Female BBC editor who quit over equal pay, required to be silent as male host interviews on subject

8 Jan, 2018 15:39 / Updated 7 years ago

Carrie Gracie was forced to sit in silence as the highest paid male presenter on BBC’s Today program interviewed another woman about Gracie’s own resignation over pay, because of BBC impartiality rules.

BBC’s China editor, Carrie Gracie, announced her resignation on Sunday in protest over the gender pay gap at the taxpayer-funded organization. She said the BBC was “breaking inequality laws” in an open letter published on her website.

“I am not asking for more money,” Gracie said.

“I believe I am very well paid already – especially as someone working for a publicly funded organisation. I simply want the BBC to abide by the law and value men and women equally.”

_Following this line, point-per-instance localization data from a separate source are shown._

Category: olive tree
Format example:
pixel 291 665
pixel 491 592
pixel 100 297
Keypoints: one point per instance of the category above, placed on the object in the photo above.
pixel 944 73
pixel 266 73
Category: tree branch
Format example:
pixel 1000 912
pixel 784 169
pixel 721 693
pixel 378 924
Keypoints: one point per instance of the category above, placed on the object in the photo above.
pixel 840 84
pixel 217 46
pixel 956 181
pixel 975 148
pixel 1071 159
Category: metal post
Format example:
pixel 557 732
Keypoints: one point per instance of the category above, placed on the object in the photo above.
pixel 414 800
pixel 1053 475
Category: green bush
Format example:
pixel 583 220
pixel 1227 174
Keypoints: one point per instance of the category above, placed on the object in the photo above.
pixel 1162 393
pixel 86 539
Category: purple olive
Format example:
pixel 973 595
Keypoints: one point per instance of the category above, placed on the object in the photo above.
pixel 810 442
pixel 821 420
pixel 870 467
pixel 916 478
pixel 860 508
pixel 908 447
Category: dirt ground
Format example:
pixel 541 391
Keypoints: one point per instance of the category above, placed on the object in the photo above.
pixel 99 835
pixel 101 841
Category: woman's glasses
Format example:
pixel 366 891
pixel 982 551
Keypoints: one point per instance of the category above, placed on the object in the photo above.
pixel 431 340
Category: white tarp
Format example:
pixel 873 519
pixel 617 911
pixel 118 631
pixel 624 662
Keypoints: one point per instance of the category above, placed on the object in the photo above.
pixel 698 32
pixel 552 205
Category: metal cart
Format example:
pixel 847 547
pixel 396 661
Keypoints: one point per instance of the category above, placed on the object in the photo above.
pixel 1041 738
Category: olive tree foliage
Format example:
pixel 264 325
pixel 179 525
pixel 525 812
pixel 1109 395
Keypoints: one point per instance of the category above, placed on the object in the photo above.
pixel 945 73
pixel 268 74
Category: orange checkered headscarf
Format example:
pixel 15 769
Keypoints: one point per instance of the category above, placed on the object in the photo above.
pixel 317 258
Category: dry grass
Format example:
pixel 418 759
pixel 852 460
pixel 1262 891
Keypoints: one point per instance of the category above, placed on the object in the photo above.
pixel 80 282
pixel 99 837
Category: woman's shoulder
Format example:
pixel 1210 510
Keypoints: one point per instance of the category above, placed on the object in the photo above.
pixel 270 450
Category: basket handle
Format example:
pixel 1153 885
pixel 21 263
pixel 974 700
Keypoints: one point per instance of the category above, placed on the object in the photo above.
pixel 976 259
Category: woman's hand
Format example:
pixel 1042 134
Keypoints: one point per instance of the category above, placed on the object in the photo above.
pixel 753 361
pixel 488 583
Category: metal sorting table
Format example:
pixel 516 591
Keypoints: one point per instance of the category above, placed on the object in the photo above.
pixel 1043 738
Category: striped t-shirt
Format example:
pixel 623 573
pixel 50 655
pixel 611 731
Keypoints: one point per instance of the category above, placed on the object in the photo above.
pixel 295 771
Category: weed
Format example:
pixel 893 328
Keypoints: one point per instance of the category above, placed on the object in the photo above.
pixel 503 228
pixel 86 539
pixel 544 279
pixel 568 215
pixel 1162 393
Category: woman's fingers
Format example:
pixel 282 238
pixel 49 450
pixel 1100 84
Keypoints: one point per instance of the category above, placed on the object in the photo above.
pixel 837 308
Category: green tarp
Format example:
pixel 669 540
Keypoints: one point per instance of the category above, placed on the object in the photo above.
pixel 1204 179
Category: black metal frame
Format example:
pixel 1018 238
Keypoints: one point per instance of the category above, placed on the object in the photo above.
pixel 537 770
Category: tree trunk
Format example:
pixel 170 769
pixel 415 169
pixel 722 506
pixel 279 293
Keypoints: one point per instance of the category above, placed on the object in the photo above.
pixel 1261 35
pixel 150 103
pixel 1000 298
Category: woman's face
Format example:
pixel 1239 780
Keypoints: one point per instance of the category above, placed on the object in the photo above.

In response to the pay-gap debacle, the BBC has reportedly banned any reporters who have tweeted about the Gracie issue from presenting news stories on the subject.

It is understood that senior BBC editors met on Monday. Management have reportedly advised staff in the meeting to enforce the BBC’s impartiality existing guidelines in relation to the story.

"The message was 'Anyone in any capacity who has tweeted about it, then those people cannot do equal pay stories’,” a source told BuzzFeed.

In an odd turn of events, Monday’s Today program on BBC Radio 4 was co-hosted by Gracie and John Humphrys – the national broadcaster’s highest paid news presenter.

Due to impartiality rules, as Humphry interviewed Mariella Frostrup about equal pay and Gracie’s own resignation, the now-former China editor was made to sit in silence, disallowed from joining the discussion.

The Twitterverse was quick to point out the irony of the situation.

In July last year, the BBC was forced by government request to reveal the salaries of all employees earning more than £150,000 ($203,000) a year. Humphrys earns between £600,000 and £649,000 a year. Gracie famously revealed her salary on air during the MPs’ expenses scandal: a measly £92,000 a year when compared to Humphry’s swelling coffers.

A BBC spokesperson had defended the BBC’s pay structure, stating that the national broadcaster performs “considerably better than many and are well below the national average.”

“Alongside that, we have already conducted an independent judge led audit of pay for rank and file staff which showed ‘no systemic discrimination against women,’” the spokesperson said.

“A separate report for on air staff will be published in the not too distant future.”